Could it be that in the strange world of global diplomacy it makes sense at this time to overlook an oligarchic Putin’s trespasses? Or that, given the current array of threats to our national security, democratic but softly socialist France, Germany and England with their debilitating Muslim immigration policies have ceased to be dependable allies?
Some of us who have followed the Coats political career for three decades (he worked briefly as an insurance attorney) have reason to trust the president, any president, in this matter.
Our friend Tom Huston is a former associate counsel to the president of the United States who served as an officer in the United States Army assigned to the Defense Intelligence Agency. Presciently, he had this to say when Coats was first nominated as director of National Intelligence:
“Senator Coats certainly has the competency to preside over the massive intelligence bureaucracy if the objective of his tenure were simply to maintain an even-keeled equanimity among the tribes which constitute the intelligence community. On the other hand, he offers no hope to skeptics of the intelligence community who believe it is bloated, incompetent and institutionally biased against the Trump agenda.”
For Dan Coats is in the habit of believing what people whom he considers important tell him. For instance:
- They told him that gun control would reduce crime. He believed them and was the only sitting Republican senator to vote for the Brady gun-control bill,
- They told him the national debt ceiling was not an absolute. He believed them and voted to raise it 13 times.
- They told him the water-vapor fumes he saw from his seat flying back and forth to Washington were pollution. He believed them and voted in favor in favor of Clean Air Act amendments that crippled coal-energy plants in Indiana.
- They told him farmers needed more money. He believed them and voted against limiting subsidies to millionaire farmers.

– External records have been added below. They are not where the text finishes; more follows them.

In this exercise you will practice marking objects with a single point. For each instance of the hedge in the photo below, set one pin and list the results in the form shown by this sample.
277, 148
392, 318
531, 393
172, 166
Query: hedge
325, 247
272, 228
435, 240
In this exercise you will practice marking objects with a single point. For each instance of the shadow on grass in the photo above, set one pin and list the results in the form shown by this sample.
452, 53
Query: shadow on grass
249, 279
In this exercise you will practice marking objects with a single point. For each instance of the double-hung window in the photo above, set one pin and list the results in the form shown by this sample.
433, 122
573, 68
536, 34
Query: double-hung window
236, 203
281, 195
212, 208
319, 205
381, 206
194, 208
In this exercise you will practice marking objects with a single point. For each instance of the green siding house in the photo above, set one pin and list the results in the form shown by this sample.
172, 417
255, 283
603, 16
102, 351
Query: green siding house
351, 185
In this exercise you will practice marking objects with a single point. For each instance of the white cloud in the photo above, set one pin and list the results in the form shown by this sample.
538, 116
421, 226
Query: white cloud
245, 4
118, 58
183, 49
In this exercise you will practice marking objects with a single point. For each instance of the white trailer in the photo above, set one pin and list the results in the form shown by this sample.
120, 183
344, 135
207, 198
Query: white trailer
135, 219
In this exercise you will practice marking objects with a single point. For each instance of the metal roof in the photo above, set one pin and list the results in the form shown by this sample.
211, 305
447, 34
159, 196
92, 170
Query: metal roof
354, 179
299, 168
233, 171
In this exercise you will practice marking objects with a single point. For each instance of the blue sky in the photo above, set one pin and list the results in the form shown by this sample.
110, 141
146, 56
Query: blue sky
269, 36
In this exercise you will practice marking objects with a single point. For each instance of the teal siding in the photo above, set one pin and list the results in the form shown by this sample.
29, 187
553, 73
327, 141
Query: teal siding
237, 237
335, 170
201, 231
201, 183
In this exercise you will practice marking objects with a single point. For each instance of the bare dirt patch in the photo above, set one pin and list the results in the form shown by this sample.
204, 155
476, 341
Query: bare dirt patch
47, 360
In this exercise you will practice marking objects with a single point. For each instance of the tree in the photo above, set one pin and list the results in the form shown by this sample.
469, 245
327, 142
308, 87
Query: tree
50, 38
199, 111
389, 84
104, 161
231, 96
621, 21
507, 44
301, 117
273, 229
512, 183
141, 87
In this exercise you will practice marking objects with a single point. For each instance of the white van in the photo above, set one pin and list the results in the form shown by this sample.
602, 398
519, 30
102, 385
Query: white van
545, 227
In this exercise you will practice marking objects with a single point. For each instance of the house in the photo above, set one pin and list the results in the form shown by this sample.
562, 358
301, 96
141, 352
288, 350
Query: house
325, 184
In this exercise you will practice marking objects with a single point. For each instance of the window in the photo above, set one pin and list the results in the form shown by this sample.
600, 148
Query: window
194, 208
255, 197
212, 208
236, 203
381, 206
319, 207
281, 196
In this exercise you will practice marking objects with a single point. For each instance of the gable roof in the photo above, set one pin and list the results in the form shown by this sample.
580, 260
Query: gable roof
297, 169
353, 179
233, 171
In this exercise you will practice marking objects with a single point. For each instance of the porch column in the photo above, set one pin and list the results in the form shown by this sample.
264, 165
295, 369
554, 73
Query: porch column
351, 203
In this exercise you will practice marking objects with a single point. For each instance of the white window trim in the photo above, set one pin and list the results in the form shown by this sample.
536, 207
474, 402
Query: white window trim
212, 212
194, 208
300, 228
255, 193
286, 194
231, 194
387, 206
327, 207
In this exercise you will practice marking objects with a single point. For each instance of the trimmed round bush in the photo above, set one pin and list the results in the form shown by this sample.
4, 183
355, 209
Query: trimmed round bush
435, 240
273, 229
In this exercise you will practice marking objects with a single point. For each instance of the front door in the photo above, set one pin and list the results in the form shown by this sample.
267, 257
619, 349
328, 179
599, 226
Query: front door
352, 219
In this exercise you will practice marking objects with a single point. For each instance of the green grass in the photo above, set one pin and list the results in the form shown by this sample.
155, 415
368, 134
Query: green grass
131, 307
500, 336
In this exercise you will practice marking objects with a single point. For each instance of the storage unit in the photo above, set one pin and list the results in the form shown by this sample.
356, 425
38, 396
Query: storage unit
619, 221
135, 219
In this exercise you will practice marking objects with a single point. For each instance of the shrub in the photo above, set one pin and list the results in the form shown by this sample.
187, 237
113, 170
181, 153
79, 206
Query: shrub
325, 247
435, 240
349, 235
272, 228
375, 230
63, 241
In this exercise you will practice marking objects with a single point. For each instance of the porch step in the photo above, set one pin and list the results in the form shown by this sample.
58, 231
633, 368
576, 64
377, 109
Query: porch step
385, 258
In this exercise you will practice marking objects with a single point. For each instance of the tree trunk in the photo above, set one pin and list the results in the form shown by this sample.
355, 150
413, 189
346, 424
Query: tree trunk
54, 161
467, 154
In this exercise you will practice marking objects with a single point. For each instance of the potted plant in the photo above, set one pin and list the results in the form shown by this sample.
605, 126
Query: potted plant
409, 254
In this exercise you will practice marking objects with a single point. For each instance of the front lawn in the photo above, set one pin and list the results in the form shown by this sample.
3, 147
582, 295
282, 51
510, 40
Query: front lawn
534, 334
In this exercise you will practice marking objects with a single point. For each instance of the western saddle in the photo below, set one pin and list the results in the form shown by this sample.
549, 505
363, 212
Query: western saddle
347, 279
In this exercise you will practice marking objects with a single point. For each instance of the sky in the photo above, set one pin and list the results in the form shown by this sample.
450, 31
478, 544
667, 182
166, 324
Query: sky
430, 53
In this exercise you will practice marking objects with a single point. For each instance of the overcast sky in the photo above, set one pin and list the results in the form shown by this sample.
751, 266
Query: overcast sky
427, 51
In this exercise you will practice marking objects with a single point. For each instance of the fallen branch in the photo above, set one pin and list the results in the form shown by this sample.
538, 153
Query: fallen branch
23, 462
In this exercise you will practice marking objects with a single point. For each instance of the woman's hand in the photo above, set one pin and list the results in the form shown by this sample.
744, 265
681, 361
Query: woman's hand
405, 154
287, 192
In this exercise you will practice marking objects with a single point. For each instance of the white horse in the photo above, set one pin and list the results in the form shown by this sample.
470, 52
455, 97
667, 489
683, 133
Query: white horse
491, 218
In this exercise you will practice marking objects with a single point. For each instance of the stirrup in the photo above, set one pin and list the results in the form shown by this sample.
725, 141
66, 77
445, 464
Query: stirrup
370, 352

- They told him a balanced budget wasn’t important. He believed them and voted against a measure that would have balanced the budget within five years without raising taxes.
- They told him that colleges needed more money. He believed them and voted in favor of maintaining federal subsidies for student loans.

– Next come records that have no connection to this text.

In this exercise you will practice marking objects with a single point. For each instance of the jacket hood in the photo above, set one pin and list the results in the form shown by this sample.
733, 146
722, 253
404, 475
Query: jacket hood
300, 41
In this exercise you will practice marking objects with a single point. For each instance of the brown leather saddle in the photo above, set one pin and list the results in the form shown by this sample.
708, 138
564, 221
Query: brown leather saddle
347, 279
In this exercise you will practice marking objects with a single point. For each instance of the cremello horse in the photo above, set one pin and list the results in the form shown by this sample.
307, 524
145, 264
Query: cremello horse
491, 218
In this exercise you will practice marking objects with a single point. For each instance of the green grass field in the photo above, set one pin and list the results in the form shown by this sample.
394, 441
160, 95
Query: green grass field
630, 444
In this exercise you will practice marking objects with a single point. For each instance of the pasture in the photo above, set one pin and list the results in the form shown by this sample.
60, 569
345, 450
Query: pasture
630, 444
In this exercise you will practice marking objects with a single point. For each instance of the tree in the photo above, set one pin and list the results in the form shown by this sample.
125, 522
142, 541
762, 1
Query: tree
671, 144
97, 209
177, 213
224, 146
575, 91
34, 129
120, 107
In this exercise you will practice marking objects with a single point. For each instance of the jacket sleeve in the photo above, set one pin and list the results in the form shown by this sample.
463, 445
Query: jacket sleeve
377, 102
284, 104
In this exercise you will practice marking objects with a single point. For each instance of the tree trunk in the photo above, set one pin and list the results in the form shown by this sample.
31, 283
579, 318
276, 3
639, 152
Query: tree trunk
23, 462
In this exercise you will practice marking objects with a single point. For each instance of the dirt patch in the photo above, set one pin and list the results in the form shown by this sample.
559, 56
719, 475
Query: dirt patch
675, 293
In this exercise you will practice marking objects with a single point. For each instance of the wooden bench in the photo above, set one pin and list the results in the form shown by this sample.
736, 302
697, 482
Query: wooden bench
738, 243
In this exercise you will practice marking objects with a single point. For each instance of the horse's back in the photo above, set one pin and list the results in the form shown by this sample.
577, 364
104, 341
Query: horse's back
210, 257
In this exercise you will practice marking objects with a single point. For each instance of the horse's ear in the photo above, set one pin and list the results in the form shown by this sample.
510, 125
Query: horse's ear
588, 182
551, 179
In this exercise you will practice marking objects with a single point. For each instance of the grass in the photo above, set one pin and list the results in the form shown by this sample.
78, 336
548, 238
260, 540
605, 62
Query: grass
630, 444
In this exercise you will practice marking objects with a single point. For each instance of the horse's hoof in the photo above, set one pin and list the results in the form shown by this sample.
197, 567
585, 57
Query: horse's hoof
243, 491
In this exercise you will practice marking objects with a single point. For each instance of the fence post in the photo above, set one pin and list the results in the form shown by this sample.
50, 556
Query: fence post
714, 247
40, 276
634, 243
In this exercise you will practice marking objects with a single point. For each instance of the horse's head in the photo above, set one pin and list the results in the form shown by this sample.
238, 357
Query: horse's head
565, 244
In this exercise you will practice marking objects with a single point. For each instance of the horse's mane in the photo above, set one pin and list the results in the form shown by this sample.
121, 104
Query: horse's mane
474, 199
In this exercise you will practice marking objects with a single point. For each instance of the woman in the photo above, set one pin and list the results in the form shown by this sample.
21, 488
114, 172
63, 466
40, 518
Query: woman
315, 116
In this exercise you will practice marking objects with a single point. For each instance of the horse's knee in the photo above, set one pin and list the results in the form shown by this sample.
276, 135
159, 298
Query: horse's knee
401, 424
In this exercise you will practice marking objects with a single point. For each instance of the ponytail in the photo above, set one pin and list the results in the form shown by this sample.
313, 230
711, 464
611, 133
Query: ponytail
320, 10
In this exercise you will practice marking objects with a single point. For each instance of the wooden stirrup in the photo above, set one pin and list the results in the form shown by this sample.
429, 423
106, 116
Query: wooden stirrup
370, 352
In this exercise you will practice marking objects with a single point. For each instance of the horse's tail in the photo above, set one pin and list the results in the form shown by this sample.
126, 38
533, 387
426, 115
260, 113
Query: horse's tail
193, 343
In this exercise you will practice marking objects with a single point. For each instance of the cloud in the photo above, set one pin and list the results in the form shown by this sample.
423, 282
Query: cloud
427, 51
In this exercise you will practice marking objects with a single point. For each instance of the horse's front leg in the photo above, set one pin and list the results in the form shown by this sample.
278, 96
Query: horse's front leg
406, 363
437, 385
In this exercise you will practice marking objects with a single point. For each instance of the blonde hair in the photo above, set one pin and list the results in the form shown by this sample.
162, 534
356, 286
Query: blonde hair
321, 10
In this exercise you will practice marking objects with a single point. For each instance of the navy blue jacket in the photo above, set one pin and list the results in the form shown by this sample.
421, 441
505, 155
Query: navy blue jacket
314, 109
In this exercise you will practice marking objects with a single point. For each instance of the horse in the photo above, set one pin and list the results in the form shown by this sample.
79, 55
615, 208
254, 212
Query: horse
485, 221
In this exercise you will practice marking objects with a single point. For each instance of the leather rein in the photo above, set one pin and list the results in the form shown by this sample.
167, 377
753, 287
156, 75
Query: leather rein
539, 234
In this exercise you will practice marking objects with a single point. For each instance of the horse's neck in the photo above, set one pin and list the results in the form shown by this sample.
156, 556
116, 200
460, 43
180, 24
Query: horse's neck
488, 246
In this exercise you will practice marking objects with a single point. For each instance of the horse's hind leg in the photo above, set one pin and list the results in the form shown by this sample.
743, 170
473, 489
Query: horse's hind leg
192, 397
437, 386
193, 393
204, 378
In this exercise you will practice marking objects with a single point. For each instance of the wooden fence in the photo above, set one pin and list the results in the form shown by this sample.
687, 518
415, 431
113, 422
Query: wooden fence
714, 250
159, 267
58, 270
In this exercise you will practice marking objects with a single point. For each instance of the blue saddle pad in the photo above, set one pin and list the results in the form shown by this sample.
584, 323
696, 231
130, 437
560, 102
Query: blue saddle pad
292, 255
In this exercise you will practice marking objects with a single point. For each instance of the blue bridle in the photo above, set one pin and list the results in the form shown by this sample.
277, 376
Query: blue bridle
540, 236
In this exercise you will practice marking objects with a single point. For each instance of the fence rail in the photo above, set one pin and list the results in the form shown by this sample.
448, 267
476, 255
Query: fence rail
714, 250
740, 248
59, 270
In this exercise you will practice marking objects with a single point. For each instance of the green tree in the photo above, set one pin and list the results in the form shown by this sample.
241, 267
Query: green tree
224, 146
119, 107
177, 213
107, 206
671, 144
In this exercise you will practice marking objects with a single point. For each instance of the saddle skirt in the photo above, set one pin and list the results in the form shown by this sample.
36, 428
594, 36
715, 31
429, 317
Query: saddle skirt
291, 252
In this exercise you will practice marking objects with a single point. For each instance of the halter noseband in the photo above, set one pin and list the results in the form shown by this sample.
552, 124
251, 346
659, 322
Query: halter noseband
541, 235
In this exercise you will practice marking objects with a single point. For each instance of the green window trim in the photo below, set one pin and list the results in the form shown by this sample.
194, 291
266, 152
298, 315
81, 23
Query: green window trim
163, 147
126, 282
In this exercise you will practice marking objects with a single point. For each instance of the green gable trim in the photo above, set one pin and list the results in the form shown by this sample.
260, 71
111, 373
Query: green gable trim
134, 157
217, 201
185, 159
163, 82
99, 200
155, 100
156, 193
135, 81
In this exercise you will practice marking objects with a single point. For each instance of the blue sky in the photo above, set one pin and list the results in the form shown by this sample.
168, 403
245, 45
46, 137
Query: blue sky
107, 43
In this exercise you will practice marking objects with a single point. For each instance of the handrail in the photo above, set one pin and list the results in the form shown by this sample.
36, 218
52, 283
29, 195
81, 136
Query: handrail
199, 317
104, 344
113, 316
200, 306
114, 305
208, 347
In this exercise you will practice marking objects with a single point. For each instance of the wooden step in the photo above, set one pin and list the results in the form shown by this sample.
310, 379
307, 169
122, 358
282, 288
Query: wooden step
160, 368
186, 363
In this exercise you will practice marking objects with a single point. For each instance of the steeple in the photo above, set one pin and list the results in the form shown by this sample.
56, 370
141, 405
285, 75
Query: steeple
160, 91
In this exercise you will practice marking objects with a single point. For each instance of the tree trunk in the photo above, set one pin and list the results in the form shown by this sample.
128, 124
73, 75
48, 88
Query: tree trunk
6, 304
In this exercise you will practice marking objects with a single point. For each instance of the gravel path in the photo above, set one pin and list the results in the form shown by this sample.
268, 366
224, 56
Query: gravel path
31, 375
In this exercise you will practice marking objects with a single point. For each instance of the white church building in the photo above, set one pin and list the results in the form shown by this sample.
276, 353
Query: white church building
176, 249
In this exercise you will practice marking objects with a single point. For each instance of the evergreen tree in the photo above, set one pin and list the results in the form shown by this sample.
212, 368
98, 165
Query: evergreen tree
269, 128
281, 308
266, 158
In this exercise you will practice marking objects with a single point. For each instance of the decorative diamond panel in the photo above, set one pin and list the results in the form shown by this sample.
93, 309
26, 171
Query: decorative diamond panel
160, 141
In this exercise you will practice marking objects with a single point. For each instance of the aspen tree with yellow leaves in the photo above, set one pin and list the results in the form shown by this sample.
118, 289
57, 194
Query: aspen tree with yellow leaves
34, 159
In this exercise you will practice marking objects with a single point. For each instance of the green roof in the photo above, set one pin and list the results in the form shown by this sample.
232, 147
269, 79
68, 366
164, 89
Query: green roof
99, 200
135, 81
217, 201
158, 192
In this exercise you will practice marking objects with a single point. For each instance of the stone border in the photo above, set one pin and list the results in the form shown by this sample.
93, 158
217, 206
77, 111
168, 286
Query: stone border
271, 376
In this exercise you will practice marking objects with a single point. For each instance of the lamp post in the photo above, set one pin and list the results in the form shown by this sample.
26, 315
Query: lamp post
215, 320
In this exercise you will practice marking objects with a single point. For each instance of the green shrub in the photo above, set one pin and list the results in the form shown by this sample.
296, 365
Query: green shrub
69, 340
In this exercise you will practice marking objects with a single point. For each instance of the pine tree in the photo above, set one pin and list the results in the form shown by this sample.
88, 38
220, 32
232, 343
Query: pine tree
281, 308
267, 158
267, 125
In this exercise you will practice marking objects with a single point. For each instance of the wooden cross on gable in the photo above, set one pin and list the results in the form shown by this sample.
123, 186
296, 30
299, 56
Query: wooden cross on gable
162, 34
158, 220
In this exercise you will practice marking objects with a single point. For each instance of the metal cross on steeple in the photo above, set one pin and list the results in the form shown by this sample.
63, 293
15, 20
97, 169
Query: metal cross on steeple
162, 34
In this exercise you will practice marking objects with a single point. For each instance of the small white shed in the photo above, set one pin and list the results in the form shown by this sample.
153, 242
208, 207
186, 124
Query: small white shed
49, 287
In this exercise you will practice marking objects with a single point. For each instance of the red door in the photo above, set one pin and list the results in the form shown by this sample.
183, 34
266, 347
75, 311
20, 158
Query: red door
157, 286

- And, of course, they told him that career politicians were important. He believed them and voted against cutting congressional pay by 15 percent and limiting senatorial terms.
That all might be good for someone fashioning a career as a lobbyist, but it is not so good in a world of historically complex, often anti-intellectual, obtuse and always shifting strategies of force and counter force. Lawyers, you see, are at a disadvantage in a world that observes no law.

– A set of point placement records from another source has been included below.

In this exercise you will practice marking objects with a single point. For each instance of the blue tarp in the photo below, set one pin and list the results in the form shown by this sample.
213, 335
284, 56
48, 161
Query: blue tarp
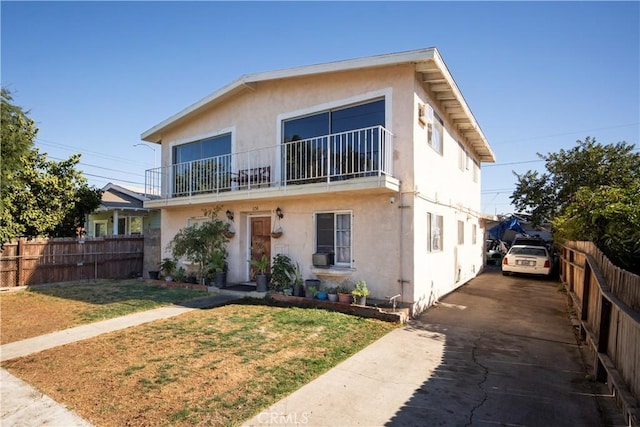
497, 232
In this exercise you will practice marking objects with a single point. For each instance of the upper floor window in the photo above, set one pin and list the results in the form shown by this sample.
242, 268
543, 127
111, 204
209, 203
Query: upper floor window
203, 149
335, 121
434, 232
333, 235
435, 135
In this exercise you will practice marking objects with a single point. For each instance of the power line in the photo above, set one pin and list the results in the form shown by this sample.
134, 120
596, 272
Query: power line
101, 167
113, 179
565, 134
85, 151
512, 163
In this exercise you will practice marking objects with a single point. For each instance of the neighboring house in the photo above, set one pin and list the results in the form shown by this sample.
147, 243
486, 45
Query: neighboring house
373, 163
122, 211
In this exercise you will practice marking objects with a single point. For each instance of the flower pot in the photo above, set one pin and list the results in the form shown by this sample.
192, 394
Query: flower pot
221, 279
345, 298
359, 300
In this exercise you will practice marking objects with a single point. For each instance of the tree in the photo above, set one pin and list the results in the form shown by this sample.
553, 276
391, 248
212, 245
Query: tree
591, 192
589, 164
39, 197
196, 243
610, 218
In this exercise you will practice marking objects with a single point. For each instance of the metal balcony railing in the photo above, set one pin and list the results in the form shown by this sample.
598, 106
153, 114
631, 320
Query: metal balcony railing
329, 158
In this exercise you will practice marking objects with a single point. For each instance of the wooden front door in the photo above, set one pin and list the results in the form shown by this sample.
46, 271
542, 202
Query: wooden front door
260, 239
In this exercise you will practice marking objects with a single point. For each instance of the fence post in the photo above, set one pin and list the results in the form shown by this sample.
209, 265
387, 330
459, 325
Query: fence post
603, 338
20, 279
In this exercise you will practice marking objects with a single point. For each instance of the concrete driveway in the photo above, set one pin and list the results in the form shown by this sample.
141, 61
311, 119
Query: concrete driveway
509, 357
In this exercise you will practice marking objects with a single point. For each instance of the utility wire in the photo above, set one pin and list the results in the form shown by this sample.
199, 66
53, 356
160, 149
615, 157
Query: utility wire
85, 151
563, 134
101, 167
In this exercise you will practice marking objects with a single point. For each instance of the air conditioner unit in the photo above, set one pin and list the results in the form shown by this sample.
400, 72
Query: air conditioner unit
322, 260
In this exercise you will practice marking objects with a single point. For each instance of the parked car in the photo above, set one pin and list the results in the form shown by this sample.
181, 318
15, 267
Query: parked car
527, 259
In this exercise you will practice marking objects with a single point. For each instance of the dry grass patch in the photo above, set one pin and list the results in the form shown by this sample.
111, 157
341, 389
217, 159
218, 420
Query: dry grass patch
207, 367
44, 309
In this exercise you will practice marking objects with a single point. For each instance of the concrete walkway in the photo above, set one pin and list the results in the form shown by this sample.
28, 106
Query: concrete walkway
498, 351
23, 405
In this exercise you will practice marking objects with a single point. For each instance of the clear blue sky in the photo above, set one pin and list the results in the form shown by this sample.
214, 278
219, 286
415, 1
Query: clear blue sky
537, 75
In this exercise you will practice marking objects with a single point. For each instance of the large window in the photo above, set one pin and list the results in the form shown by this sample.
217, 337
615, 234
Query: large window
202, 166
436, 134
434, 232
325, 144
333, 235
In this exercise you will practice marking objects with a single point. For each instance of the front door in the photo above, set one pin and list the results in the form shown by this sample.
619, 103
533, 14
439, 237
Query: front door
260, 240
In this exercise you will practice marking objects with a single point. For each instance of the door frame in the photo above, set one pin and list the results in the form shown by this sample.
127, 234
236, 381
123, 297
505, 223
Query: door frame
248, 246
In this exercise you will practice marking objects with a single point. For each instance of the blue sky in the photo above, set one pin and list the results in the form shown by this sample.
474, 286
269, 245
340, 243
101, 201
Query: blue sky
537, 75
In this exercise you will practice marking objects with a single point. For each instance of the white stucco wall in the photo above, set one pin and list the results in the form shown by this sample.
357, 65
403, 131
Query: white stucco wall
389, 239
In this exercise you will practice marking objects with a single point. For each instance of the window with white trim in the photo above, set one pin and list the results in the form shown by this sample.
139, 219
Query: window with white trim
333, 235
196, 220
100, 228
436, 134
434, 232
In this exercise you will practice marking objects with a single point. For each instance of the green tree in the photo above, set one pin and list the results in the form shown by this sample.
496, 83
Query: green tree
590, 192
610, 218
589, 164
39, 197
196, 243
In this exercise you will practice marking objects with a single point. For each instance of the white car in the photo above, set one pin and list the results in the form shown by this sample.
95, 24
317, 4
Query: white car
528, 260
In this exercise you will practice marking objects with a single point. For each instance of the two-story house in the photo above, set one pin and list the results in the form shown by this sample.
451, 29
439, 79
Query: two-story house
369, 167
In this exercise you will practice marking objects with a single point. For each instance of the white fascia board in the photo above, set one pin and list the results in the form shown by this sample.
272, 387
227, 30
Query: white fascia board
155, 133
463, 103
126, 191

John Keegan, the esteemed military historian, wrote a book on that very point.* He said that the only thing that we know for certain about spies is that they spy on other spies. His conclusion:
“Knowledge, the conventional wisdom has it, is power; but knowledge cannot destroy or deflect or damage or even defy an offensive initiative by an enemy unless the possession of knowledge is also allied to objective force. Knowledge of what the enemy can do and of what he intends is never enough to ensure security, unless there is also the power and the will to resist and preferably to forestall him.”
Dan Coats is sitting atop plenty of knowledge about what we should do about this or that. Some of it may be correct, others of it might be wrong and still others of it should be ignored or is irrelevant. The intelligence community is constantly going back and forth about such things.
What is needed, though, is the judgment and will to do something about it — and that responsibility, properly and constitutionally, lies in the Oval Office.
— Craig Ladwig
* John Keegan. Intelligence in War: Knowledge of the Enemy from Napoleon to Al-Qaeda. 2003.